Galthié l’a pris avec le sourire, et pour ce qui nous concerne, difficile de le blâmer à la place de ses joueurs. Son équipe n’a pas manqué d’ambition, au cours d’une première mi-temps largement dominée en matière de possession comme d’occupation (55/45), et on a même pensé parfois qu’on ne jouait pas assez au pied, un comble quand on connaît les préceptes du staff tricolore. Les Bleus ont créé des différences énormes après plusieurs combinaisons bien exécutées par Jalibert, et ce n’est quand même pas la faute des coachs en tribunes si les ballons tombent à trois mètres de la ligne comme chez les U8 du Vexin normand. Tout juste Galthié a-t-il regretté que ses troupes n’aient pas « accepté de faire un ruck de plus » plutôt que d’essayer de finir les coups sur chaque trouée d’Arenberg.
Cette maladresse a-t-elle coûté la victoire en fin de match ?
Tous les joueurs étaient d’accord là-dessus : en rentrant dos à dos à la mi-temps alors que le XV de la Rose n’avait pas touché une cahouète en dehors d’une incursion dans les 22 aussitôt transformée d’un essai, la France a mis le doigt dans l’engrenage fatal : le fameux « je laisse l’adversaire dans le match et il finit par y croire, le petit saloupio ». Thomas Ramos : « Quand tu rentres à la mi-temps et que tu te rends compte qu’il y a 7-7 alors qu’il aurait pu avoir trois ou quatre essais pour nous… On les a laissés espérer, ils ont espéré jusqu’au bout et ils arrivent à gagner le match. Bravo à eux, et nous, on va devoir prendre en compte que dans ces moments, il faut savoir tuer l’adversaire ».
A peine moins sévère que son coéquipier, François Cros ciblait lui le début de deuxième mi-temps, quand les Bleus, toujours sûrs de leur affaire, ont sans doute fait la faute de main de trop, celle qui a définitivement fait tilt dans les têtes anglaises, de plus en plus convaincues que le hold-up devenait possible. « On a essayé de bien redémarrer, mais encore une fois on a eu trop de déchets et ça a galvanisé cette équipe anglaise qui a eu la ressource pour aller chercher la victoire en fin de match.
« On peut quand même féliciter notre adversaire qui a su faire beaucoup avec peu, embrayait Galthié.
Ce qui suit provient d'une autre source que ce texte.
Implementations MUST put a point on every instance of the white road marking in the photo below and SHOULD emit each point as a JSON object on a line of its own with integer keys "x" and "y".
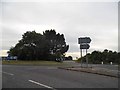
{"x": 8, "y": 73}
{"x": 41, "y": 84}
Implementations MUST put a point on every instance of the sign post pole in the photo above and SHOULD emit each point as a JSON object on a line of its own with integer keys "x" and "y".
{"x": 81, "y": 56}
{"x": 84, "y": 44}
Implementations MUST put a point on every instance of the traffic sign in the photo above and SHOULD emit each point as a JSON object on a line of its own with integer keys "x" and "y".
{"x": 84, "y": 40}
{"x": 84, "y": 46}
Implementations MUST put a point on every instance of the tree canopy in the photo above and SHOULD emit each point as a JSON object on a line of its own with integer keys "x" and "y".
{"x": 35, "y": 46}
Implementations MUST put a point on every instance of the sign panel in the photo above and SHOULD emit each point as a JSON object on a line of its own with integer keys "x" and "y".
{"x": 84, "y": 46}
{"x": 84, "y": 40}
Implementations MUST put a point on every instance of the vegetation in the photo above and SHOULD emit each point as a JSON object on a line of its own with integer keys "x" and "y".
{"x": 107, "y": 56}
{"x": 35, "y": 46}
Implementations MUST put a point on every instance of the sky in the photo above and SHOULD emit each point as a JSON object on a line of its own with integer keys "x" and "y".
{"x": 74, "y": 19}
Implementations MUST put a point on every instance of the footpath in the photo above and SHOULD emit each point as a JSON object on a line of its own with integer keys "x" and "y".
{"x": 94, "y": 70}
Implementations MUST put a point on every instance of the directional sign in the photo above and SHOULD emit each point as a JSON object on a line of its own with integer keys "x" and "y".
{"x": 84, "y": 46}
{"x": 84, "y": 40}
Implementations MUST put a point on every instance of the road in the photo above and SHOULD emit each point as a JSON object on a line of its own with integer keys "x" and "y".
{"x": 14, "y": 76}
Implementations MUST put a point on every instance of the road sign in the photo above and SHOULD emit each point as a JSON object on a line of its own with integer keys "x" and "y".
{"x": 84, "y": 46}
{"x": 84, "y": 40}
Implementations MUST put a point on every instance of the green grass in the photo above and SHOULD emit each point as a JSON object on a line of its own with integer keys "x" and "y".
{"x": 18, "y": 62}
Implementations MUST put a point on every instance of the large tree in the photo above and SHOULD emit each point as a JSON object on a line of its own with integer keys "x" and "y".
{"x": 35, "y": 46}
{"x": 57, "y": 44}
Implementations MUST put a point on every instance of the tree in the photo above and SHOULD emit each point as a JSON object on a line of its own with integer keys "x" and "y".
{"x": 57, "y": 44}
{"x": 35, "y": 46}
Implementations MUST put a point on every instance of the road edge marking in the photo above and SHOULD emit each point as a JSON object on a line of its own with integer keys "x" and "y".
{"x": 46, "y": 86}
{"x": 8, "y": 73}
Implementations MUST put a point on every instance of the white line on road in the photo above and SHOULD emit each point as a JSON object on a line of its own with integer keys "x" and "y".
{"x": 8, "y": 73}
{"x": 41, "y": 84}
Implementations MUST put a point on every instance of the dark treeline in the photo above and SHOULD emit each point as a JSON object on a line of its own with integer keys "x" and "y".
{"x": 35, "y": 46}
{"x": 107, "y": 56}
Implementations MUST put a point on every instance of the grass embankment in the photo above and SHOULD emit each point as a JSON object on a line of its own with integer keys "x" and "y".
{"x": 18, "y": 62}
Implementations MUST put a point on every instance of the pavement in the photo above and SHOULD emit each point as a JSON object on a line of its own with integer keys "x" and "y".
{"x": 100, "y": 71}
{"x": 51, "y": 77}
{"x": 106, "y": 70}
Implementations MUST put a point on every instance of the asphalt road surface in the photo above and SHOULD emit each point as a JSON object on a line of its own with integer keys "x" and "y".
{"x": 14, "y": 76}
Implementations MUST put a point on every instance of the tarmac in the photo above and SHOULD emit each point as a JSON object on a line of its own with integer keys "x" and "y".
{"x": 94, "y": 70}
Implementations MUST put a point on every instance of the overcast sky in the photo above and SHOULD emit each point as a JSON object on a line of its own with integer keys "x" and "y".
{"x": 97, "y": 20}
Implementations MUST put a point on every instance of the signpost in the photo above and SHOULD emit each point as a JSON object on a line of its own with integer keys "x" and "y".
{"x": 84, "y": 44}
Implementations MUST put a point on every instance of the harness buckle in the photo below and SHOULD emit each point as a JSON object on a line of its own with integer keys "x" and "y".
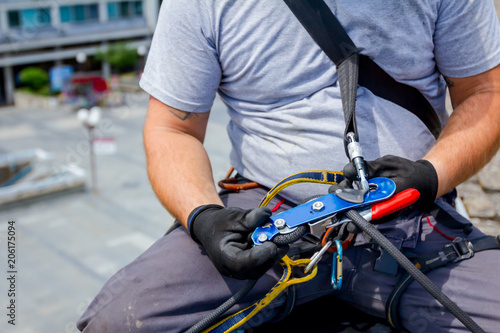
{"x": 463, "y": 249}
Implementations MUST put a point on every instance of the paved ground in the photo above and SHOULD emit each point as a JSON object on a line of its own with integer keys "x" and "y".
{"x": 69, "y": 245}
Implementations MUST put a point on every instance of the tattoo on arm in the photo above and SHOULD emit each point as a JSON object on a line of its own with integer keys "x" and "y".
{"x": 448, "y": 81}
{"x": 182, "y": 115}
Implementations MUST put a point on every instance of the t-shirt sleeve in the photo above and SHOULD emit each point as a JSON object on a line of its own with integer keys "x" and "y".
{"x": 182, "y": 68}
{"x": 467, "y": 37}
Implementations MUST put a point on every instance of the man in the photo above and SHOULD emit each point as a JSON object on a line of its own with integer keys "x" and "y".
{"x": 286, "y": 116}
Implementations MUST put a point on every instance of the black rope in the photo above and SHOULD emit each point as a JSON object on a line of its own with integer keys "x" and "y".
{"x": 214, "y": 315}
{"x": 420, "y": 277}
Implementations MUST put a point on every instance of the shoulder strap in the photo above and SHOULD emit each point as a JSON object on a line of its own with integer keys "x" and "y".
{"x": 328, "y": 33}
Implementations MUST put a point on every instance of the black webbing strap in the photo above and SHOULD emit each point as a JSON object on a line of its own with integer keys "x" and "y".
{"x": 459, "y": 249}
{"x": 328, "y": 33}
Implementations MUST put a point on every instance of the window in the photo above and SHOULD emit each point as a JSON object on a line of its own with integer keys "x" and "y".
{"x": 79, "y": 13}
{"x": 124, "y": 9}
{"x": 29, "y": 18}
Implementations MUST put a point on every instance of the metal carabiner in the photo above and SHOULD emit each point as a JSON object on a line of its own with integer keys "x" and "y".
{"x": 337, "y": 267}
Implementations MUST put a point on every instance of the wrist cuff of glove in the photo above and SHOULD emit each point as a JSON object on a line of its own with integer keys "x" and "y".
{"x": 194, "y": 214}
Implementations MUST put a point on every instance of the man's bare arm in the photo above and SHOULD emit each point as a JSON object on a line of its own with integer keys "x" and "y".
{"x": 471, "y": 136}
{"x": 178, "y": 166}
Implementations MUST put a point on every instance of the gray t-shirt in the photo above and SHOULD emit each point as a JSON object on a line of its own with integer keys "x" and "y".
{"x": 281, "y": 90}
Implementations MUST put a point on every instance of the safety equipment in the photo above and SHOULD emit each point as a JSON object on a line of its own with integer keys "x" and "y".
{"x": 419, "y": 175}
{"x": 223, "y": 232}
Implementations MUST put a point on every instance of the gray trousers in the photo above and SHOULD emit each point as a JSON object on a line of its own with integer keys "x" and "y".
{"x": 173, "y": 284}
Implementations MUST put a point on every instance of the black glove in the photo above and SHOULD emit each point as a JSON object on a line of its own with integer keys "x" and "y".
{"x": 419, "y": 175}
{"x": 224, "y": 233}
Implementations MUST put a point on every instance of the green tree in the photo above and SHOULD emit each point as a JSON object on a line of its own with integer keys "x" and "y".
{"x": 34, "y": 78}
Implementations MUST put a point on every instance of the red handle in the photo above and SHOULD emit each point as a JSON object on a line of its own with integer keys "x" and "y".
{"x": 397, "y": 202}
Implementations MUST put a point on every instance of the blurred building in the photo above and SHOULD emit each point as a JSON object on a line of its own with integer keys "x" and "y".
{"x": 52, "y": 32}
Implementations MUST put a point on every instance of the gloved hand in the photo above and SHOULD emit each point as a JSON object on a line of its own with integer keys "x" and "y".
{"x": 419, "y": 175}
{"x": 224, "y": 232}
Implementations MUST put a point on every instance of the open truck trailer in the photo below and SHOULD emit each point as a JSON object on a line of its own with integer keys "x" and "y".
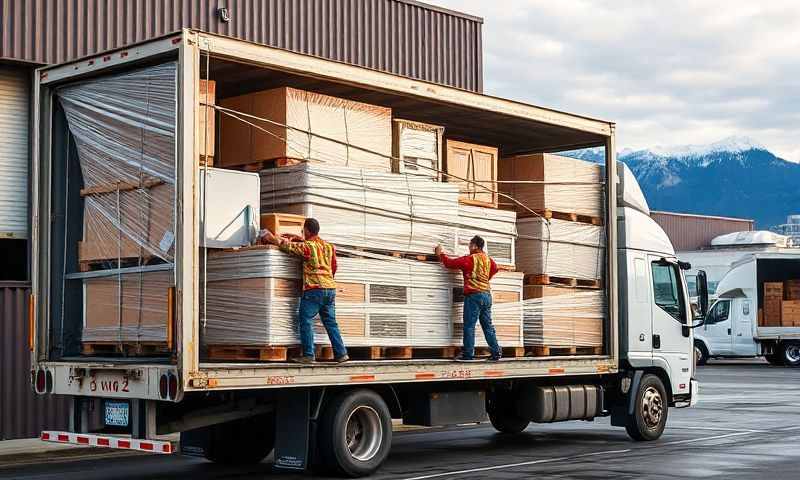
{"x": 336, "y": 415}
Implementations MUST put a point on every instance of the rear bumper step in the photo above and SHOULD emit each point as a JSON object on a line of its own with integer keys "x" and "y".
{"x": 110, "y": 441}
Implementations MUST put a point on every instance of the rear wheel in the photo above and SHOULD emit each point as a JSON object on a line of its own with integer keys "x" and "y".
{"x": 241, "y": 442}
{"x": 650, "y": 410}
{"x": 500, "y": 408}
{"x": 791, "y": 354}
{"x": 355, "y": 433}
{"x": 700, "y": 354}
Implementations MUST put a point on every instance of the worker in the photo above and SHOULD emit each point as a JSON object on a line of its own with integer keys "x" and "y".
{"x": 478, "y": 268}
{"x": 319, "y": 288}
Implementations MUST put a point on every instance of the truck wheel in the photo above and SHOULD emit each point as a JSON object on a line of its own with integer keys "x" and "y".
{"x": 241, "y": 442}
{"x": 791, "y": 354}
{"x": 507, "y": 422}
{"x": 500, "y": 408}
{"x": 700, "y": 354}
{"x": 650, "y": 410}
{"x": 355, "y": 433}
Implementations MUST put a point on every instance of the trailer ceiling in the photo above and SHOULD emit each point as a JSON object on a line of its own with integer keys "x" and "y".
{"x": 512, "y": 134}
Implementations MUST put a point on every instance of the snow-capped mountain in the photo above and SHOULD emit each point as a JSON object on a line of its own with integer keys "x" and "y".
{"x": 735, "y": 177}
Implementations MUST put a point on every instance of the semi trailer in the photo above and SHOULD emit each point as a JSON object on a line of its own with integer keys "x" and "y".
{"x": 337, "y": 416}
{"x": 736, "y": 325}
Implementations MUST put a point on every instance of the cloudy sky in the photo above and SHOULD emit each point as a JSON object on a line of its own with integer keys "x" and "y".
{"x": 668, "y": 72}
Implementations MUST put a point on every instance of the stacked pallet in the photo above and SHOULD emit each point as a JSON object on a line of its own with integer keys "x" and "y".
{"x": 252, "y": 299}
{"x": 342, "y": 132}
{"x": 781, "y": 306}
{"x": 557, "y": 316}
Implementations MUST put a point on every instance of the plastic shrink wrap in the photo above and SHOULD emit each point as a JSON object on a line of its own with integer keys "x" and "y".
{"x": 343, "y": 132}
{"x": 253, "y": 297}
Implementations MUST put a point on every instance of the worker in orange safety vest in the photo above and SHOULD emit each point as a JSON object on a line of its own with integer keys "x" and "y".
{"x": 478, "y": 269}
{"x": 319, "y": 287}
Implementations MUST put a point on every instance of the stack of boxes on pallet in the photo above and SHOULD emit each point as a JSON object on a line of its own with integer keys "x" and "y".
{"x": 385, "y": 191}
{"x": 781, "y": 306}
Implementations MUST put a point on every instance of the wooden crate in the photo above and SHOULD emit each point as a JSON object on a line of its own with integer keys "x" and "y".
{"x": 474, "y": 169}
{"x": 558, "y": 193}
{"x": 292, "y": 113}
{"x": 417, "y": 148}
{"x": 283, "y": 223}
{"x": 791, "y": 289}
{"x": 790, "y": 313}
{"x": 773, "y": 308}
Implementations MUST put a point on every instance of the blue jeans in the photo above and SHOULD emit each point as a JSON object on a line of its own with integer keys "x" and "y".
{"x": 320, "y": 301}
{"x": 479, "y": 306}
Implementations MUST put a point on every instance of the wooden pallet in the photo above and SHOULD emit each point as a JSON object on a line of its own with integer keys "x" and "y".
{"x": 544, "y": 279}
{"x": 550, "y": 351}
{"x": 567, "y": 216}
{"x": 251, "y": 353}
{"x": 96, "y": 349}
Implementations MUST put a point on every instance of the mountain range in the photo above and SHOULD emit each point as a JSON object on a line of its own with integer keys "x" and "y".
{"x": 735, "y": 177}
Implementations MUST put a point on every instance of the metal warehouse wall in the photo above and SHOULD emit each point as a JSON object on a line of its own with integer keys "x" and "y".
{"x": 23, "y": 414}
{"x": 692, "y": 232}
{"x": 404, "y": 37}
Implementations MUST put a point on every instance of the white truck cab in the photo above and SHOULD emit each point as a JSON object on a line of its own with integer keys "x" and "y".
{"x": 731, "y": 327}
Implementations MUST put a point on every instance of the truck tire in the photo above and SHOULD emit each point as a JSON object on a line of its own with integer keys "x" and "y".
{"x": 355, "y": 433}
{"x": 241, "y": 442}
{"x": 700, "y": 353}
{"x": 507, "y": 422}
{"x": 791, "y": 354}
{"x": 649, "y": 411}
{"x": 500, "y": 407}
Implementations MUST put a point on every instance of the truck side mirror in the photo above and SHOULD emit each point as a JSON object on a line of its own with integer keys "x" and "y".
{"x": 702, "y": 292}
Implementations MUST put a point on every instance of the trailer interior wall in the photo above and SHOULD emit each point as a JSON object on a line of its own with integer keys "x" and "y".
{"x": 241, "y": 67}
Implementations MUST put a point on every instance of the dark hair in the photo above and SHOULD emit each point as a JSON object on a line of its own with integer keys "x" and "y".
{"x": 312, "y": 225}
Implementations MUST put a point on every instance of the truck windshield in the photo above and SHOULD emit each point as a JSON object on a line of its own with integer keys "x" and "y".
{"x": 666, "y": 289}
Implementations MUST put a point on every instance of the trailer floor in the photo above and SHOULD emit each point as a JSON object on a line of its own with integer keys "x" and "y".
{"x": 747, "y": 423}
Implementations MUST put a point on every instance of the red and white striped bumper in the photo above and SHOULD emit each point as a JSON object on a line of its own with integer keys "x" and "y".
{"x": 109, "y": 441}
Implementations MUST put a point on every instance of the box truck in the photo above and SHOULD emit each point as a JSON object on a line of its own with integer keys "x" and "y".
{"x": 755, "y": 312}
{"x": 335, "y": 415}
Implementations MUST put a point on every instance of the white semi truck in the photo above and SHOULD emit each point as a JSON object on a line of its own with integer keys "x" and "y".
{"x": 337, "y": 416}
{"x": 731, "y": 328}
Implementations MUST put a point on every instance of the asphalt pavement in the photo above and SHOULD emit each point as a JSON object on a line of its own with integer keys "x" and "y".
{"x": 746, "y": 426}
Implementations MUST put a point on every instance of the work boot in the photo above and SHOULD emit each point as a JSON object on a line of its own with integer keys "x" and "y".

Quand une équipe croit que c’est fini et que finalement elle respire encore, elle respire encore, elle respire encore, on peut penser qu’on lui donne de l’énergie supplémentaire. Ils ont su construire leur victoire sur ces moments où ils résistaient ». Pendant que la France construisait une nouvelle désillusion au moment où elle dominait sans partage, comme une éternelle rengaine.